Oyó gritar a Sartori al otro lado, pero no perdió el tiempo intentando encontrarle algún sentido. En lugar de eso, lanzó un segundo pneuma contra el acero partido y esta vez atravesó con la mano toda la puerta, al tiempo que los trozos volaban bajo su palma. Se llevó el puño a la boca una tercera vez y olió su propia sangre al hacerlo pero, fuera cual fuera el daño que aquello le estaba haciendo, todavía no se expresaba en forma de dolor. Cogió aliento por tercera vez y lo lanzó contra la puerta con un grito que habría hecho avergonzarse a un samurái. Las bisagras chillaron y la puerta se abrió de golpe. La había atravesado aun antes de que cayera al suelo, pero sólo para encontrar abandonada la antecámara que había detrás, al menos por los vivos. Tres cadáveres, compañeros del soldado que había dado la alarma, yacían tirados en el suelo, todos abiertos por una única cuchillada. Saltó sobre ellos para llegar a la puerta; su mano rota aumentaba con sus gotas los charcos que pisoteaba.

El pasillo que se encontraba detrás hedía a humo, como si algo medio podrido se estuviera quemando en las entrañas del palacio. Pero entre las tinieblas, a cincuenta metros de él, vio a Sartori y a Pai'oh'pah. No sabía qué ficción se había inventado Sartori para disuadir al místico de que cumpliera su misión, pero había resultado eficaz. Salían a toda velocidad de la torre sin siquiera lanzar una mirada atrás, como amantes recién escapados de las garras de la muerte.

Cortés cogió aire, no para producir un pneuma esta vez sino un grito. Gritó el nombre de Pai por el pasadizo, dividía el humo con su llamada como si las sílabas pronunciadas por la boca de un maestro tuvieran una presencia literal. Pai se detuvo y miró atrás. Sartori cogió el brazo del místico como si quisiera apurarlo, pero los ojos de Pai ya habían encontrado a Cortés y se negaba a dejarse llevar. En su lugar, se desprendió con un gesto de la mano de Sartori y dio un paso hacia él. La cortina de humo separada por su grito se había vuelto a unir y desdibujaba el rostro del místico, pero Cortés leyó en su cuerpo la confusión que sentía. No parecía saber si debía avanzar o retirarse.

—¡Soy yo! —lo llamó Cortés—. ¡Soy yo!

Vio a Sartori al lado del místico y captó fragmentos de las advertencias que le susurraba, algo sobre que el Eje les había invadido la cabeza.

—No soy ninguna ilusión, Pai —dijo Cortés mientras avanzaba—. Soy yo, Cortés. Soy real.

El místico sacudió la cabeza y volvió los ojos hacia Sartori, luego miró de nuevo a Cortés, confundido por lo que veía.

—Sólo es un truco —decía Sartori, que ya no se molestaba en susurrar—. Vámonos, Pai, antes de que nos domine de verdad. Puede volvernos locos.

Demasiado tarde, quizá, pensó Cortés.

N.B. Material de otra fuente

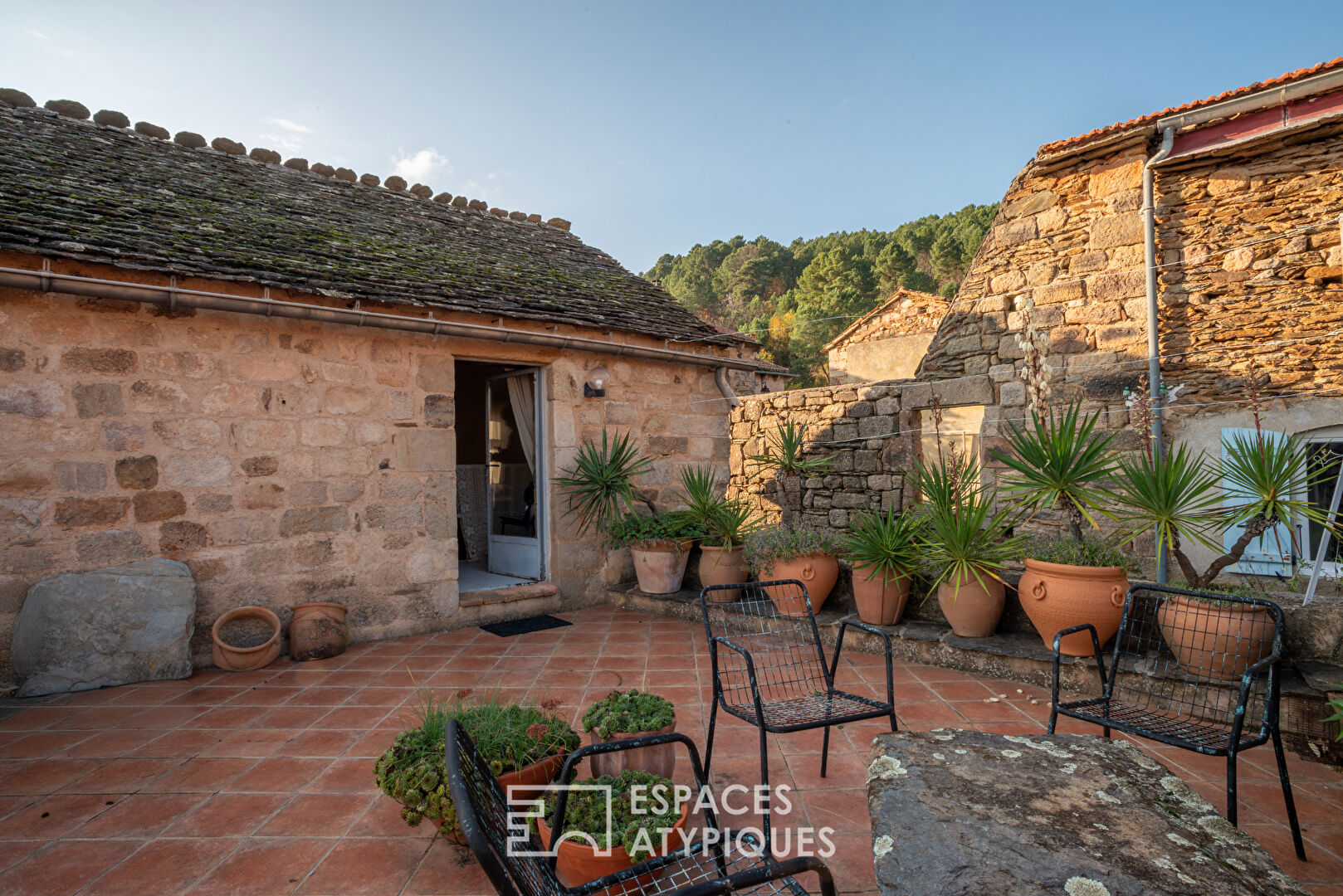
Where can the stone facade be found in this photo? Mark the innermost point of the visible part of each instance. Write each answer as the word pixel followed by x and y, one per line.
pixel 286 461
pixel 889 343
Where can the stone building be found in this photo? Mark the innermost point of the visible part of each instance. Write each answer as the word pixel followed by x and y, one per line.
pixel 309 386
pixel 889 342
pixel 1248 190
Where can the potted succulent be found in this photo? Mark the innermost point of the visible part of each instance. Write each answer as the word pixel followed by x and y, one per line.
pixel 632 713
pixel 603 835
pixel 660 544
pixel 808 555
pixel 886 553
pixel 967 544
pixel 1060 461
pixel 525 747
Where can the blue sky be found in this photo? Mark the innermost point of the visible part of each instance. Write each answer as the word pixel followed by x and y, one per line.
pixel 653 127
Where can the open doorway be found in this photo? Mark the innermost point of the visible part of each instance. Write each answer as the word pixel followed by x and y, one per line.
pixel 500 476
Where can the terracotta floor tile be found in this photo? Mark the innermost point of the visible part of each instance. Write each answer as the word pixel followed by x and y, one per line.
pixel 65 867
pixel 367 865
pixel 316 816
pixel 263 868
pixel 161 867
pixel 227 816
pixel 137 817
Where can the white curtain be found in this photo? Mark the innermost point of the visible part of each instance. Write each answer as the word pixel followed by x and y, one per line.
pixel 521 394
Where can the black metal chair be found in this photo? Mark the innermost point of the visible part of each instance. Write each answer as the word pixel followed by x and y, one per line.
pixel 704 867
pixel 774 674
pixel 1174 677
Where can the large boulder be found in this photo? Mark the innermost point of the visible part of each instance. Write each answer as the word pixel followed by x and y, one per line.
pixel 110 626
pixel 960 813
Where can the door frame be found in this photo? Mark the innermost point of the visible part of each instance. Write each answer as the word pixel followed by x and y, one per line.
pixel 539 473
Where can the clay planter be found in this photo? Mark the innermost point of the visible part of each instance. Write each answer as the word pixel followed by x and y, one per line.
pixel 658 759
pixel 721 566
pixel 232 659
pixel 1204 635
pixel 817 571
pixel 660 566
pixel 317 631
pixel 1057 597
pixel 975 610
pixel 881 601
pixel 576 863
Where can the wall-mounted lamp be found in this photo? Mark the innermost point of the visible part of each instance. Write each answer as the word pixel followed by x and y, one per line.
pixel 595 384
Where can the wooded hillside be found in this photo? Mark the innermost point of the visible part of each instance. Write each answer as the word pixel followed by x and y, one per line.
pixel 795 299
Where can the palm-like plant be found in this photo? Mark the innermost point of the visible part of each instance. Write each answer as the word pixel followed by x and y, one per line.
pixel 1060 461
pixel 786 455
pixel 599 485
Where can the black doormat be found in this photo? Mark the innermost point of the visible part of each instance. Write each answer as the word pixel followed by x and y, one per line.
pixel 523 626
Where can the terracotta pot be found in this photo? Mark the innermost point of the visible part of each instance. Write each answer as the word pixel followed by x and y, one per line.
pixel 317 631
pixel 660 566
pixel 658 759
pixel 1216 641
pixel 974 610
pixel 576 863
pixel 721 566
pixel 817 571
pixel 1057 597
pixel 232 659
pixel 881 601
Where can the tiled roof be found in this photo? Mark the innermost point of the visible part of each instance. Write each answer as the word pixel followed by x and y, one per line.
pixel 105 193
pixel 1229 95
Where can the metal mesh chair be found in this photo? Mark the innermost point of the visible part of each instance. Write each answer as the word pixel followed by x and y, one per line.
pixel 703 868
pixel 773 672
pixel 1194 670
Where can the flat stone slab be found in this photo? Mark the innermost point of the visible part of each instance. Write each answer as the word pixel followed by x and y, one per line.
pixel 966 811
pixel 110 626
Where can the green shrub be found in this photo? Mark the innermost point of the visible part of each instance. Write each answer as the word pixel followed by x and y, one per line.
pixel 629 712
pixel 586 811
pixel 413 772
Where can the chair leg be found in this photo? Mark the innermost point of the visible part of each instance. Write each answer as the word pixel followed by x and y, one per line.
pixel 1287 794
pixel 708 747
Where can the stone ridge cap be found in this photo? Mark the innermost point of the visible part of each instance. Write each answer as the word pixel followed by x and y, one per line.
pixel 1047 149
pixel 73 112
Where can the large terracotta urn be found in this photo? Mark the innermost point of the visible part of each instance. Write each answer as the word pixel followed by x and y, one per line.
pixel 721 566
pixel 1216 638
pixel 1057 597
pixel 660 566
pixel 317 631
pixel 975 607
pixel 881 599
pixel 817 571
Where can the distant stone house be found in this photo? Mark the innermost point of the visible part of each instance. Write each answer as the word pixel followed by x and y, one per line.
pixel 1248 191
pixel 886 343
pixel 309 386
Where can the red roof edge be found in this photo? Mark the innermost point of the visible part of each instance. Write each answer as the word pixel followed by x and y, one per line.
pixel 1145 119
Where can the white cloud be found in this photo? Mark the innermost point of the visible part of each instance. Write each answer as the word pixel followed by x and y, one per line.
pixel 422 165
pixel 291 125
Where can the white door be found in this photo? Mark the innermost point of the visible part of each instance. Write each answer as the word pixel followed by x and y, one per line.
pixel 515 457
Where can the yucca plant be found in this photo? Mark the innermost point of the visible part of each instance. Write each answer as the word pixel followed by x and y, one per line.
pixel 1058 461
pixel 786 455
pixel 599 486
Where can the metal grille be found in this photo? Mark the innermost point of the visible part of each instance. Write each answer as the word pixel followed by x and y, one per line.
pixel 1178 663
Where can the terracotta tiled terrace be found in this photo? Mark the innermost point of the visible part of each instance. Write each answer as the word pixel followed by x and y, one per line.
pixel 262 782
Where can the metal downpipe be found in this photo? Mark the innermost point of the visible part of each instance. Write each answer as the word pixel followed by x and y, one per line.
pixel 1154 340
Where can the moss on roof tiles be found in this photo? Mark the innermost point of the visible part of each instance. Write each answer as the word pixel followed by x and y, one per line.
pixel 151 204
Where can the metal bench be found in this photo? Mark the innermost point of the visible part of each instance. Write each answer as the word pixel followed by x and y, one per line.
pixel 1174 679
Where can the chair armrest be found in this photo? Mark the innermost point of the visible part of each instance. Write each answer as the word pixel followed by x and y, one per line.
pixel 754 878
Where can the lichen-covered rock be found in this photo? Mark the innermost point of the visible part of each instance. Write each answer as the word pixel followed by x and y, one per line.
pixel 973 813
pixel 110 626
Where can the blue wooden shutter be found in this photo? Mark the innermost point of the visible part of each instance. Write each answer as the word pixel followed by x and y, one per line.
pixel 1271 553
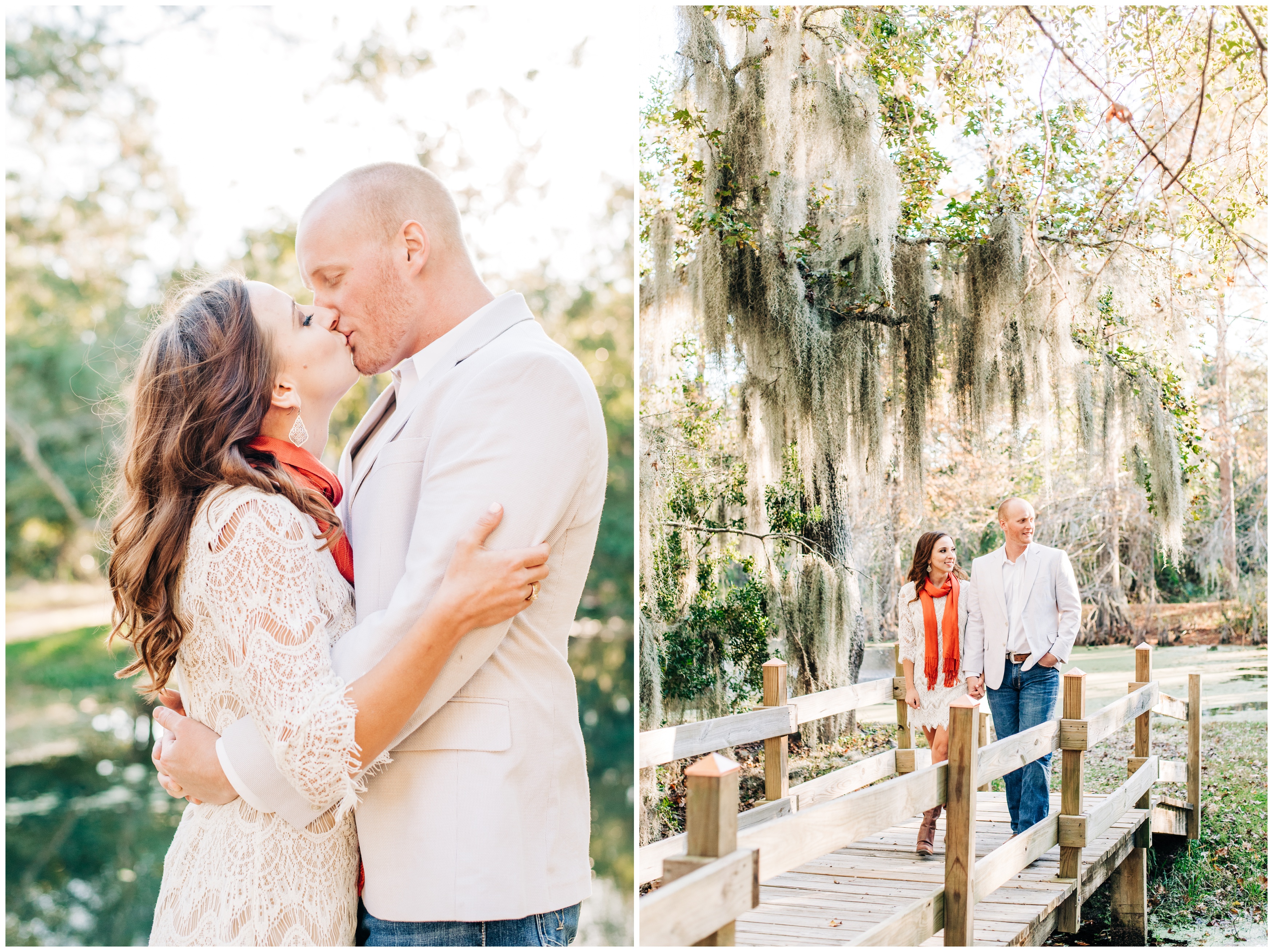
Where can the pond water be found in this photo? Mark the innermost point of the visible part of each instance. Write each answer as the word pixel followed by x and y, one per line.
pixel 87 824
pixel 86 838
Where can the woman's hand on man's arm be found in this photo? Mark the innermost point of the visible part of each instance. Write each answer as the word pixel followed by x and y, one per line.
pixel 186 759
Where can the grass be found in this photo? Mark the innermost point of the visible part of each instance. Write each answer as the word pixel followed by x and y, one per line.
pixel 77 661
pixel 1215 885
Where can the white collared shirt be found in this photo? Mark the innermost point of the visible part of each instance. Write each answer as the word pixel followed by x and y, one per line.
pixel 1014 583
pixel 409 373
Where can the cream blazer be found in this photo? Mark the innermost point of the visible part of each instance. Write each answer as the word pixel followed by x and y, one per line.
pixel 1051 611
pixel 484 812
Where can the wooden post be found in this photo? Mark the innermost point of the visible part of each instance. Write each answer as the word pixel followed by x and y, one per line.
pixel 774 674
pixel 1193 767
pixel 1128 900
pixel 711 825
pixel 983 739
pixel 1074 707
pixel 960 821
pixel 906 733
pixel 1144 675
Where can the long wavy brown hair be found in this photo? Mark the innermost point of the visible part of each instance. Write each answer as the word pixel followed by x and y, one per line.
pixel 923 553
pixel 201 391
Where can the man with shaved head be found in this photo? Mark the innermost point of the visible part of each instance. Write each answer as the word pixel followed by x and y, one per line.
pixel 1023 618
pixel 478 832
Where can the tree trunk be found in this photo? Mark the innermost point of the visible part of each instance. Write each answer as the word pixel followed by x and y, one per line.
pixel 84 537
pixel 1228 521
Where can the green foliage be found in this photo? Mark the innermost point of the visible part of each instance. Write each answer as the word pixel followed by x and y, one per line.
pixel 1105 347
pixel 723 634
pixel 786 504
pixel 72 328
pixel 79 661
pixel 603 670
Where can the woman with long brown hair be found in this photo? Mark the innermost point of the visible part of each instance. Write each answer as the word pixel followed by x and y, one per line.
pixel 232 581
pixel 932 616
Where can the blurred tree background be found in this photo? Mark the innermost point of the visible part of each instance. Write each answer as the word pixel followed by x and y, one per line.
pixel 87 827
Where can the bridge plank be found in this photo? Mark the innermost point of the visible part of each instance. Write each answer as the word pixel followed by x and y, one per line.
pixel 1085 829
pixel 1168 705
pixel 911 924
pixel 843 781
pixel 701 903
pixel 817 832
pixel 1082 735
pixel 995 870
pixel 1170 772
pixel 863 886
pixel 650 858
pixel 838 700
pixel 669 744
pixel 1016 750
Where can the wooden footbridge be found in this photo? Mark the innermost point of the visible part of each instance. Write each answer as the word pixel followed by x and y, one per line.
pixel 832 862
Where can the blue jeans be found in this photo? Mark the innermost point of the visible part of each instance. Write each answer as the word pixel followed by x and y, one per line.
pixel 543 929
pixel 1024 700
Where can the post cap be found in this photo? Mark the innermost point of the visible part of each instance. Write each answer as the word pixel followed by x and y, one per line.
pixel 712 765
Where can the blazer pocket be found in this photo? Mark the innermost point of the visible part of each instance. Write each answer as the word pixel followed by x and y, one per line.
pixel 403 451
pixel 464 725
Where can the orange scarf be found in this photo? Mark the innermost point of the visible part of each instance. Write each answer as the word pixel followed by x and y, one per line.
pixel 305 468
pixel 950 631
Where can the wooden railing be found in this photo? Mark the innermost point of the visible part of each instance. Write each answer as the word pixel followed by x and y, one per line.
pixel 706 871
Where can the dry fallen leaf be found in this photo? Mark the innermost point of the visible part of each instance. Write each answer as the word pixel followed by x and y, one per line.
pixel 1118 112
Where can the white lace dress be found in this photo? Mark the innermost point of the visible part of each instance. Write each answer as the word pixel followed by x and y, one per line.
pixel 264 608
pixel 934 705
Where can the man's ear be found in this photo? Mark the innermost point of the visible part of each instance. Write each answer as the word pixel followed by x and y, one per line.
pixel 418 246
pixel 284 395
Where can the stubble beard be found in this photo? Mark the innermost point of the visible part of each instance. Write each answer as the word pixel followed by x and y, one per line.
pixel 389 317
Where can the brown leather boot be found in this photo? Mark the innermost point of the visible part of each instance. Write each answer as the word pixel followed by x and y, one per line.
pixel 929 832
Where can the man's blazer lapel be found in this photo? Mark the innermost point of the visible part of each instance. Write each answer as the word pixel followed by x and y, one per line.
pixel 996 571
pixel 491 326
pixel 346 469
pixel 1034 560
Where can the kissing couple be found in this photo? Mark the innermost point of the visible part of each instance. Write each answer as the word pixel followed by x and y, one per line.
pixel 374 717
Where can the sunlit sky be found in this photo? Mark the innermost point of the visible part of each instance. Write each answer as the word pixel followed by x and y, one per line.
pixel 252 123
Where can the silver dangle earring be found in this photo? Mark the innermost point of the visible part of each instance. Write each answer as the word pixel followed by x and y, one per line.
pixel 298 435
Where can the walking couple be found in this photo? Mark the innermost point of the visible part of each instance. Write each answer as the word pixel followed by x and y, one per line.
pixel 1001 634
pixel 236 562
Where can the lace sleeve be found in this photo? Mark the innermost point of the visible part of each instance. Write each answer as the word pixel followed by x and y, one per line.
pixel 263 580
pixel 909 647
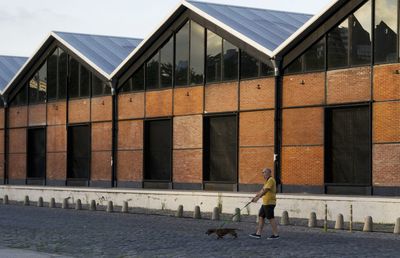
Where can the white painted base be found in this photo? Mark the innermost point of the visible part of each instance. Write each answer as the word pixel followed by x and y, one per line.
pixel 381 209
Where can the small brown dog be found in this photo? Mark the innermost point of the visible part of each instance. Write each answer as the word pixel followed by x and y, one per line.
pixel 221 232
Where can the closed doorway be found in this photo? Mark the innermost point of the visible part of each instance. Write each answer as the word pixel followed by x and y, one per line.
pixel 36 172
pixel 348 150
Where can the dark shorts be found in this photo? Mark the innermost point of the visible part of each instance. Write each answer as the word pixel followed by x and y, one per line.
pixel 267 211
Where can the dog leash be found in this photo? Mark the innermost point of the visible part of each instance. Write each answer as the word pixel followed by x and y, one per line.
pixel 226 221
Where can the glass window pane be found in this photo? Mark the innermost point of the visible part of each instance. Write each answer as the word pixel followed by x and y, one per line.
pixel 267 68
pixel 84 85
pixel 214 52
pixel 62 74
pixel 127 86
pixel 74 79
pixel 361 36
pixel 152 79
pixel 42 88
pixel 196 54
pixel 182 56
pixel 338 49
pixel 166 63
pixel 386 31
pixel 52 62
pixel 138 80
pixel 33 89
pixel 249 66
pixel 296 66
pixel 231 60
pixel 98 86
pixel 314 57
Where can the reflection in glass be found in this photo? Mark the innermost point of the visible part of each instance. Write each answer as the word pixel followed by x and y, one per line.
pixel 74 78
pixel 360 22
pixel 386 31
pixel 62 74
pixel 338 40
pixel 314 57
pixel 84 85
pixel 182 56
pixel 152 80
pixel 231 60
pixel 166 63
pixel 196 54
pixel 250 66
pixel 214 52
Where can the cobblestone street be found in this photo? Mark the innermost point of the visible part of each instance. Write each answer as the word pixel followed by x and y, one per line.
pixel 100 234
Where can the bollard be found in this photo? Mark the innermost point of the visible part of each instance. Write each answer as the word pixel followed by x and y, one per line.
pixel 52 203
pixel 285 218
pixel 368 224
pixel 65 204
pixel 215 215
pixel 351 218
pixel 326 219
pixel 236 217
pixel 312 221
pixel 40 202
pixel 110 207
pixel 397 226
pixel 197 214
pixel 179 211
pixel 339 222
pixel 5 200
pixel 26 200
pixel 124 208
pixel 78 205
pixel 92 205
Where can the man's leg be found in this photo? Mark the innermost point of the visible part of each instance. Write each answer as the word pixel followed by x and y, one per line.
pixel 260 227
pixel 274 227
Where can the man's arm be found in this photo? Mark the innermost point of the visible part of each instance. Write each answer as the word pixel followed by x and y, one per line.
pixel 260 194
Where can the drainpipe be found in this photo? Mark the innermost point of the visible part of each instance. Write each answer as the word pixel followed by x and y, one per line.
pixel 277 63
pixel 114 134
pixel 5 162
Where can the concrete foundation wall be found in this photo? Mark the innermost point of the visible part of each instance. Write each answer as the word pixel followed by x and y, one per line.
pixel 382 210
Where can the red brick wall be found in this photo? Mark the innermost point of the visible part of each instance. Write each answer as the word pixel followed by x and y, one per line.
pixel 349 85
pixel 303 165
pixel 386 164
pixel 303 89
pixel 303 126
pixel 257 94
pixel 386 82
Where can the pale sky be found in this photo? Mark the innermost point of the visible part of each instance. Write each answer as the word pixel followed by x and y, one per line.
pixel 25 24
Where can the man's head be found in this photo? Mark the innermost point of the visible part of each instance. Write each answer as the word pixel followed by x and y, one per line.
pixel 267 173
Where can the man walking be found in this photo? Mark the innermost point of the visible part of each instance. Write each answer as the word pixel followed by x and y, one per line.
pixel 268 194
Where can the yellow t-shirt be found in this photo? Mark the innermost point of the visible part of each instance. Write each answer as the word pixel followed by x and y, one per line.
pixel 270 197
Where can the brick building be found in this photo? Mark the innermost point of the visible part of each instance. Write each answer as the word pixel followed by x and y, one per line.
pixel 211 97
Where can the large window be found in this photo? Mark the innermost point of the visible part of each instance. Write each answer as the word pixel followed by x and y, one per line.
pixel 37 86
pixel 160 66
pixel 57 74
pixel 135 83
pixel 36 153
pixel 222 59
pixel 79 86
pixel 312 60
pixel 386 31
pixel 252 67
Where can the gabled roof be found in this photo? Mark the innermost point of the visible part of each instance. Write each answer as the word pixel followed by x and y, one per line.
pixel 106 52
pixel 267 28
pixel 9 66
pixel 262 29
pixel 102 53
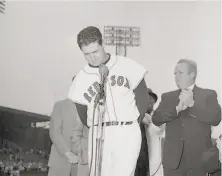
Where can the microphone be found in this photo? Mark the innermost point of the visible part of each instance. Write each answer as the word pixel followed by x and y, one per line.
pixel 103 71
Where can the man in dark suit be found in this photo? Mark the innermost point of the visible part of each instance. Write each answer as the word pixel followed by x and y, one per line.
pixel 189 113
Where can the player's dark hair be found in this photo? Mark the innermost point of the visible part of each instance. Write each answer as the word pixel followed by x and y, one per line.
pixel 89 35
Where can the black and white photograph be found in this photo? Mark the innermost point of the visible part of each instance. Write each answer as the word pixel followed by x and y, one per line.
pixel 110 88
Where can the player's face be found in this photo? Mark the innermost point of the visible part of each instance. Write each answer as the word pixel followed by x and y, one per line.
pixel 183 77
pixel 94 53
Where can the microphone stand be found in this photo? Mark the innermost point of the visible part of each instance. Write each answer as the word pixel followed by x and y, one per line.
pixel 100 133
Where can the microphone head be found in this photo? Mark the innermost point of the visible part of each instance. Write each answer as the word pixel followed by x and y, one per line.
pixel 103 70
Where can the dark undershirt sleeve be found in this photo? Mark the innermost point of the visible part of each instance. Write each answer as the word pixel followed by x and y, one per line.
pixel 82 111
pixel 142 99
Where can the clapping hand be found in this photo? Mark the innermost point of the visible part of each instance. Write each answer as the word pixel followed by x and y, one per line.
pixel 186 100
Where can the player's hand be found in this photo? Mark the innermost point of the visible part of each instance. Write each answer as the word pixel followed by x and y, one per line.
pixel 147 119
pixel 71 157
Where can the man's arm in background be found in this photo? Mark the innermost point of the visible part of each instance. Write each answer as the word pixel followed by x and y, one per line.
pixel 142 99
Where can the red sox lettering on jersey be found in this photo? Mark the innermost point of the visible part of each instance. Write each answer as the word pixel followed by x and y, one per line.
pixel 120 98
pixel 114 81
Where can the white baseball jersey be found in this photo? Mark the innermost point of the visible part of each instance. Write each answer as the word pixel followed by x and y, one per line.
pixel 124 76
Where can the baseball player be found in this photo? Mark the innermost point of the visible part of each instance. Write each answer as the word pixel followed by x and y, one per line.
pixel 126 100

Ya se había acercado lo suficiente para la ver la expresión del rostro del místico, y había locura: los ojos muy abiertos, los dientes apretados, el sudor dibujaba riachuelos rojos en la sangre que le salpicaba la mejilla y la frente. El antiguo asesino hacía mucho tiempo que había perdido el apetito por la muerte (eso al menos había quedado claro en la Cuna, cuando había dudado a la hora de matar aunque sus vidas habían dependido de ello), pero lo había hecho aquí, y la angustia que sentía estaba escrita en cada arruga de su rostro. No era extraño que a Sartori le hubiera resultado tan fácil que el místico renunciara a su misión. Estaba al borde del colapso mental. Y ahora que se enfrentaba a dos rostros que conocía y ambos hablaban con la voz de su amante, estaba perdiendo el poco equilibrio que le quedaba.

Pai acercó la mano al cinturón, del que pendía una de las cintas letales que había empuñado el pelotón de ejecución. Cortés la oyó cantar al aproximarse, su hoja no había quedado embotada por la matanza que ya había cometido.